Judges: Maltbie, Avery, Brown, Jennings, Ells
Filed Date: 5/8/1941
Status: Precedential
Modified Date: 11/3/2024
The plaintiffs appealed to the Superior Court from a decision of the commissioner of state police, who, on June 20, 1940, granted a certificate to operate an open air motion picture theatre with a seating capacity of nine hundred and eighty-eight persons, *Page 22 in the back yard of premises located on Main Street in Middletown, subject to carefully specified requirements relating to matters of public safety. He had previously, on July 28, 1939, upon a similar petition, rendered a decision that a certificate of approval would be issued for a capacity of three hundred persons, contingent upon similar safety provisions. The limitation as to capacity was made because of a ruling by the city's legal adviser that the open air theatre was a building within the provisions of the city building code, and subject to a limitation of three hundred patrons. No appeal was taken from the commissioners decision.
In the interim between the commissioner's two decisions, as the result of a mandamus action brought to the Superior Court, to which the plaintiff were not parties, the court held that the theatre was not a building within the building code, and was not subject to its limitation of three hundred patrons. No material changes in physical circumstances had occurred, and a principal question is whether the effect of this Superior Court decision created a new and material circumstance warranting the change in decision by the commissioner.

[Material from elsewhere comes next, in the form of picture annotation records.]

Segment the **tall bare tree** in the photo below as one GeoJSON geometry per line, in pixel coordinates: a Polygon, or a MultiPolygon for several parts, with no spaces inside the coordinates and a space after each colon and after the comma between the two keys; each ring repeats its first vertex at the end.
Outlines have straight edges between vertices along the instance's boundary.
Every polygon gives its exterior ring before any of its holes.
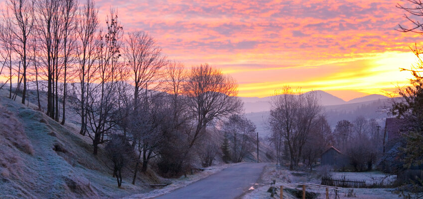
{"type": "Polygon", "coordinates": [[[34,2],[30,0],[8,0],[6,2],[6,12],[11,14],[7,17],[4,27],[8,28],[13,36],[10,47],[19,57],[22,65],[22,76],[23,89],[22,103],[25,103],[26,95],[26,69],[29,65],[30,50],[29,41],[34,29],[34,2]]]}
{"type": "Polygon", "coordinates": [[[237,97],[235,80],[208,64],[193,67],[187,79],[183,93],[187,98],[194,126],[188,132],[191,148],[208,125],[216,119],[239,112],[243,104],[237,97]]]}
{"type": "Polygon", "coordinates": [[[245,116],[234,114],[224,123],[224,130],[232,137],[231,157],[234,162],[241,162],[254,150],[256,125],[245,116]]]}
{"type": "Polygon", "coordinates": [[[62,19],[63,22],[63,91],[62,110],[62,121],[61,124],[65,124],[65,113],[66,111],[66,102],[67,95],[66,78],[68,76],[70,68],[72,66],[73,58],[75,54],[76,48],[76,30],[77,25],[77,19],[78,16],[77,11],[78,10],[78,1],[76,0],[65,0],[62,6],[62,13],[63,14],[62,19]]]}
{"type": "Polygon", "coordinates": [[[118,124],[115,114],[119,112],[119,92],[117,82],[121,81],[119,62],[123,27],[113,9],[106,19],[107,30],[99,33],[100,43],[96,52],[98,57],[97,74],[99,84],[87,96],[85,111],[88,123],[89,137],[93,141],[93,152],[97,154],[98,145],[108,141],[111,131],[118,124]]]}
{"type": "Polygon", "coordinates": [[[79,10],[76,28],[76,58],[79,64],[77,74],[80,84],[78,92],[80,108],[78,112],[81,115],[79,133],[83,135],[85,135],[87,126],[85,104],[88,100],[86,96],[90,92],[90,82],[94,73],[94,65],[96,60],[95,51],[98,44],[95,35],[99,26],[98,13],[94,1],[87,0],[79,10]]]}
{"type": "Polygon", "coordinates": [[[13,55],[13,49],[12,45],[13,45],[14,37],[10,31],[10,28],[7,26],[10,25],[10,24],[6,23],[8,18],[10,17],[8,12],[6,9],[6,12],[3,13],[3,18],[2,18],[2,22],[1,26],[0,26],[0,44],[1,44],[1,51],[0,53],[0,55],[3,59],[3,63],[7,68],[9,75],[8,82],[9,85],[9,98],[12,98],[12,80],[13,79],[13,65],[12,64],[12,56],[13,55]]]}
{"type": "Polygon", "coordinates": [[[125,43],[126,45],[123,49],[134,80],[134,105],[136,108],[140,89],[150,87],[149,85],[157,80],[160,69],[166,65],[166,57],[153,37],[145,32],[129,33],[125,43]]]}

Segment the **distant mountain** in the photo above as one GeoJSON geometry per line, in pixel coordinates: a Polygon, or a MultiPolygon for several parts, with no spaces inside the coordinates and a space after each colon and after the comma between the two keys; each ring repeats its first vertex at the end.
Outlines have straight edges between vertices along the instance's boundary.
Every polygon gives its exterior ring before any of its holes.
{"type": "Polygon", "coordinates": [[[334,96],[323,91],[314,91],[318,96],[320,96],[322,105],[324,106],[330,105],[343,104],[346,103],[343,100],[334,96]]]}
{"type": "MultiPolygon", "coordinates": [[[[330,105],[343,104],[346,103],[342,99],[330,95],[323,91],[314,91],[321,101],[322,105],[330,105]]],[[[307,93],[311,92],[309,92],[307,93]]],[[[267,111],[270,110],[270,101],[274,96],[265,98],[243,98],[241,100],[244,101],[246,113],[267,111]]]]}
{"type": "Polygon", "coordinates": [[[347,102],[348,103],[362,102],[364,101],[372,101],[377,100],[385,100],[388,98],[382,95],[373,94],[367,96],[362,97],[361,98],[357,98],[352,99],[347,102]]]}

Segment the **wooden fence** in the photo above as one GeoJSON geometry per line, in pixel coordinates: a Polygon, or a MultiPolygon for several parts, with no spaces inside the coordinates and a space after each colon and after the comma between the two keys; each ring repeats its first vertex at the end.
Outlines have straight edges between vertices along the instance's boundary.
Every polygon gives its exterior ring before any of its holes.
{"type": "Polygon", "coordinates": [[[340,179],[322,178],[321,184],[328,186],[359,188],[366,186],[366,181],[345,179],[345,177],[340,179]]]}

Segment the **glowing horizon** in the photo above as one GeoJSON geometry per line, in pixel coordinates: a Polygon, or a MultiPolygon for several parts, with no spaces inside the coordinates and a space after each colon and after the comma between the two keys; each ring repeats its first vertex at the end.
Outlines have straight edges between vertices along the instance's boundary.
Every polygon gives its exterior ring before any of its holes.
{"type": "MultiPolygon", "coordinates": [[[[398,0],[157,0],[97,2],[118,9],[125,31],[156,38],[170,59],[207,62],[239,83],[239,96],[264,97],[282,85],[347,100],[404,86],[419,35],[398,0]],[[117,7],[116,5],[119,5],[117,7]]],[[[101,18],[100,18],[101,19],[101,18]]]]}

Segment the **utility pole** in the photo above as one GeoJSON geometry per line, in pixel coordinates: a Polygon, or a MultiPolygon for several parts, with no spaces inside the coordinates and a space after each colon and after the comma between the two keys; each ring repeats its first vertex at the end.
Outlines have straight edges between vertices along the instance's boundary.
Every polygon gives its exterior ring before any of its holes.
{"type": "Polygon", "coordinates": [[[257,163],[259,163],[259,131],[257,131],[257,163]]]}
{"type": "Polygon", "coordinates": [[[386,139],[386,125],[385,126],[385,130],[383,132],[383,154],[385,155],[385,142],[386,139]]]}

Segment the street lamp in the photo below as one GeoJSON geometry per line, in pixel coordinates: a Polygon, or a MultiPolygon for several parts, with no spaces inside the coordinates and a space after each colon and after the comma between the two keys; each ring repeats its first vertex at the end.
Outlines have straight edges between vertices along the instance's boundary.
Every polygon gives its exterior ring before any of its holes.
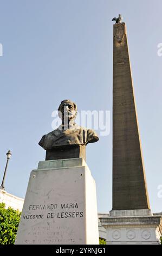
{"type": "Polygon", "coordinates": [[[7,171],[8,165],[9,160],[9,159],[10,159],[11,155],[12,155],[12,154],[11,153],[10,150],[9,150],[8,152],[7,153],[7,160],[6,166],[5,166],[5,170],[4,170],[3,178],[3,180],[2,180],[2,182],[1,186],[0,187],[1,190],[5,190],[4,186],[5,176],[6,171],[7,171]]]}

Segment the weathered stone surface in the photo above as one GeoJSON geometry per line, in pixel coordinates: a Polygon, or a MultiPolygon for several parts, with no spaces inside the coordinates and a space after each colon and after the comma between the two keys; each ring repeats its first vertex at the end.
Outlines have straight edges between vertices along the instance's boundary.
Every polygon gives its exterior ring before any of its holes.
{"type": "Polygon", "coordinates": [[[124,23],[114,25],[113,210],[150,209],[124,23]]]}
{"type": "Polygon", "coordinates": [[[95,183],[82,159],[31,172],[16,244],[99,244],[95,183]]]}
{"type": "Polygon", "coordinates": [[[100,218],[108,245],[158,245],[162,233],[161,216],[100,218]]]}

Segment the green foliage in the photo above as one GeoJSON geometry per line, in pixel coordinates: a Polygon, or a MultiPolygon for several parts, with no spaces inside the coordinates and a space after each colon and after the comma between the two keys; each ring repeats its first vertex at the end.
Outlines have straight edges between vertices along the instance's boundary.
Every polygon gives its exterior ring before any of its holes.
{"type": "Polygon", "coordinates": [[[100,245],[106,245],[106,240],[105,240],[105,239],[101,239],[100,238],[99,239],[99,243],[100,245]]]}
{"type": "Polygon", "coordinates": [[[0,245],[14,244],[21,212],[0,203],[0,245]]]}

The plaintiffs contend that the action on the 1939 application was final, and that in the absence of an appeal therefrom the decision is conclusive. It is well settled that while an administrative officer or board may review a decision and revoke action once duly taken, it should not ordinarily do so; otherwise there would be no finality to the proceeding and the result would be subject to change at the whim of the officer or board or due to the effect of influence exerted upon them, or other undesirable elements tending to uncertainty and impermanence. Rommell v. Walsh,
The parties to this appeal concede that the question whether this theatre is a building within the meaning of the building code determines whether a certificate for a theatre having a seating capacity of more than three hundred could properly be granted. The various authorities accord many meanings to the word "building," but it is a sound rule that recourse must be had to the peculiar facts and circumstances of each particular case and the provisions of a statute using the word. 12 C.J.S. 378, 379. This yard is enclosed only by *Page 24
fences. There is no roof. The seats are attached to sleepers set in the ground. In front of them is the screen and to the rear of them is the projection booth. It is difficult to believe that these fences, which are not walls intended or adapted to support a roof, constitute a building as that word is ordinarily defined. Small v. Parkway Auto Supplies, Inc.,
There is no error.
In this opinion the other judges concurred.